I note particularly that the district court cited Lipscomb v. Clark, 468 F.2d 1321, 1323 (5th Cir. 1972).

*11Although the language used by the district court, when read in context, is not to me equivocal and in my opinion complies with Brown, its reference to p. 1323 of Lipscomb should remove any doubt.

On p. 1323 of Lipscomb is the language that if the district court finds that the sentence previously imposed “would still be the appropriate sentence,” an order so setting forth would seem to comply with the requirements of Tucker We quoted and approved this language in Brown, at p. 118, saying: “We are disposed to approve this procedure.” And we referred to the procedure of seeing, as a preliminary matter, whether the convictions complained of might be considered void without actually so ascertaining. The procedure is described at p. 1323 of Lipscomb, as it was later at p. 118 of Brown, and was followed closely by the district judge.

I am thus unable to find error in the action of the district court. If it erred at all, which I do not concede, it was no more than the omission of the word “still,” which I think must be fairly implied from a reading of the entire order.

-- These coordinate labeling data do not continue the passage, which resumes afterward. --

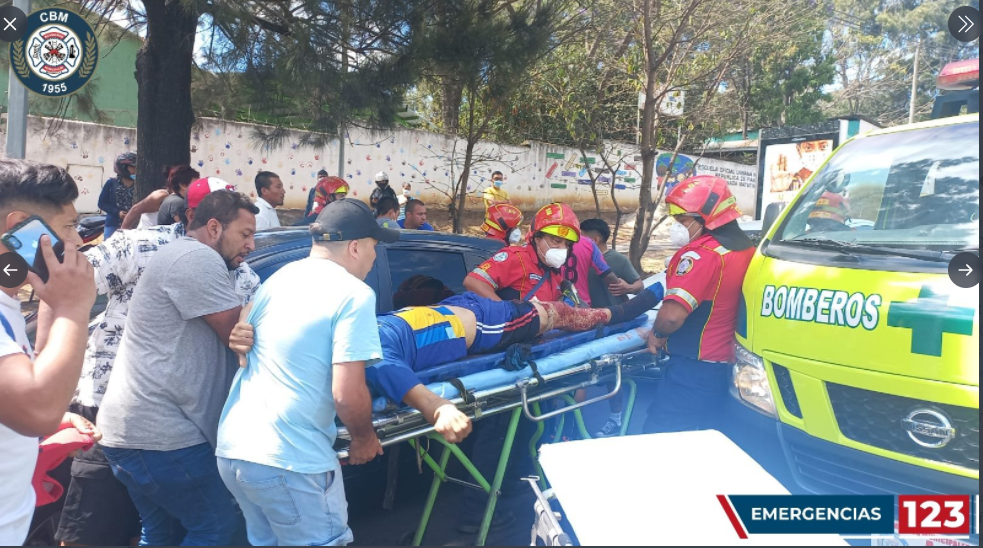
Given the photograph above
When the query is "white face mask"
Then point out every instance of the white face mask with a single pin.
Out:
(555, 258)
(679, 235)
(812, 161)
(515, 237)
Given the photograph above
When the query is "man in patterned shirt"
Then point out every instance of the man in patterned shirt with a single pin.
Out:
(98, 510)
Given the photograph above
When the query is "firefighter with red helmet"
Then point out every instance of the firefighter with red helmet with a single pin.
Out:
(700, 306)
(522, 273)
(502, 223)
(329, 189)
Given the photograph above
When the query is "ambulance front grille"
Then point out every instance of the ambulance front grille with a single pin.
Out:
(877, 420)
(787, 390)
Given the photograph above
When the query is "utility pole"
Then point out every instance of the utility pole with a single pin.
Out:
(914, 82)
(17, 106)
(346, 21)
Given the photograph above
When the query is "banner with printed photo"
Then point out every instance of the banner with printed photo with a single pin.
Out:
(788, 166)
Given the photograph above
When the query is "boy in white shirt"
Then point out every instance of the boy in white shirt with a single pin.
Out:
(34, 393)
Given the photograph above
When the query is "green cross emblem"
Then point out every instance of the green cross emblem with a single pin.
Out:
(929, 317)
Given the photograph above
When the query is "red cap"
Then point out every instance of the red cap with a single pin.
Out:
(203, 187)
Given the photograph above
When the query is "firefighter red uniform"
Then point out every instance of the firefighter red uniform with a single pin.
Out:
(704, 278)
(518, 273)
(329, 189)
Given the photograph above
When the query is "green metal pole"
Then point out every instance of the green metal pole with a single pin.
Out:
(630, 407)
(578, 417)
(496, 487)
(438, 479)
(465, 462)
(533, 445)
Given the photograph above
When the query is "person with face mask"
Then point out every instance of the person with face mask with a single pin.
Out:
(382, 190)
(116, 197)
(699, 313)
(496, 194)
(812, 155)
(502, 223)
(532, 271)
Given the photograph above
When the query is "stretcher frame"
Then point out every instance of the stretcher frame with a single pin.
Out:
(522, 398)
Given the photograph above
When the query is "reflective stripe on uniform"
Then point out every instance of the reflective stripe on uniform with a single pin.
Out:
(684, 295)
(486, 277)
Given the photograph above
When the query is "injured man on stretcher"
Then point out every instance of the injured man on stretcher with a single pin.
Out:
(419, 338)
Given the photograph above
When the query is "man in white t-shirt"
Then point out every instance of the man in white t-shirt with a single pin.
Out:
(34, 393)
(269, 196)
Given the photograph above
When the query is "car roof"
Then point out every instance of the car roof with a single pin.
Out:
(276, 241)
(942, 122)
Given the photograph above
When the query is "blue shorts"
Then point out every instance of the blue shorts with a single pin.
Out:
(500, 323)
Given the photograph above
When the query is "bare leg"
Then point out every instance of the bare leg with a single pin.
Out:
(564, 317)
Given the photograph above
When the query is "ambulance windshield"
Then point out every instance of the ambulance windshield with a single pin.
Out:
(913, 190)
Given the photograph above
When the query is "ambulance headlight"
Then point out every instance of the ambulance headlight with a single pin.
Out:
(751, 383)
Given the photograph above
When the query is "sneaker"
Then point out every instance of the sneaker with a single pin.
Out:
(570, 295)
(610, 429)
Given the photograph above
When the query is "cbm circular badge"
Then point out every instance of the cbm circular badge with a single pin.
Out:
(58, 54)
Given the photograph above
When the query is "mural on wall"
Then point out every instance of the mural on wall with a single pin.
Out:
(535, 175)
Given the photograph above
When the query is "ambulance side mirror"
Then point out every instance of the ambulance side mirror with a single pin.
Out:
(771, 215)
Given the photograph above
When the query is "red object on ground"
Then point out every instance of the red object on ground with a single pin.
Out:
(53, 451)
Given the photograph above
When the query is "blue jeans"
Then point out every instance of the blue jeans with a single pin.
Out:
(285, 508)
(179, 494)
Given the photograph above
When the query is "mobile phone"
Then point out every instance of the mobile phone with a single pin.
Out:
(25, 240)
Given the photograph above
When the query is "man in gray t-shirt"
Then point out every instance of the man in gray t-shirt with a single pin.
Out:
(172, 376)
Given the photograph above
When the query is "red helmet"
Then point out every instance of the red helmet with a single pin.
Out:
(334, 185)
(500, 219)
(558, 220)
(705, 196)
(832, 207)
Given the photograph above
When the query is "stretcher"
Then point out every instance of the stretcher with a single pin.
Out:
(558, 367)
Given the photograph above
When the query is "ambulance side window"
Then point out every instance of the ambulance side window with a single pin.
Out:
(423, 278)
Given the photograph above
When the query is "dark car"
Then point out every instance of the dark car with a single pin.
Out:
(404, 275)
(400, 268)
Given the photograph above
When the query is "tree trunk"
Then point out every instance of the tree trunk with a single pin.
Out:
(593, 183)
(163, 72)
(452, 90)
(457, 211)
(649, 153)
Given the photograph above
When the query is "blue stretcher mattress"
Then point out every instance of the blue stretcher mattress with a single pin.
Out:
(554, 354)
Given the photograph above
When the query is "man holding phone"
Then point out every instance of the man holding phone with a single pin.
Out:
(35, 392)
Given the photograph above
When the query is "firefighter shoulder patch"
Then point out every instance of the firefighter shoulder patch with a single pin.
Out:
(684, 267)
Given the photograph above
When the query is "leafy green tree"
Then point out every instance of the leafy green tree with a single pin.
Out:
(478, 54)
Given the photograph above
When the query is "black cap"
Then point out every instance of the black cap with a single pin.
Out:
(347, 220)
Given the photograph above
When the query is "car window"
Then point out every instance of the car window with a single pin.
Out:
(914, 189)
(444, 276)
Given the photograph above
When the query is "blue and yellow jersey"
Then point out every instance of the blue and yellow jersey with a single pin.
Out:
(414, 339)
(438, 335)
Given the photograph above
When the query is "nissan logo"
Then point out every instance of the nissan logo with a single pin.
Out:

One further thing deserves attention.

While I do not agree with the majority as to whether or not the district judge in Stepheney followed Brown, I do agree with much of the concurring opinion of Judge Russell, for I note as does he that the opinion of the majority does not overrule the holding of Brown but rather is “substantially a rephrasing of the [Brown] rule,” and further agree with Judge Russell that the “categoric[al]” holding of the majority is as quoted by him as the last sentence of the next to the last paragraph of the majority opinion. I do not agree that the holding of Brown needs rephrasing, for the phrase “would still be the appropriate sentence,” Brown, p. 118; Lipscomb, p. 1323, seems to be equally as manageable, yet more simple in language, and therefore to me preferable to the categorical holding of the majority as quoted by Judge Russell.

I would further emphasize the following language from the majority opinion as it reaffirms Brown: “We follow Brown, construing its language consistently with its directions to the trial judge. So construed, we reaffirm Brown’s holding.”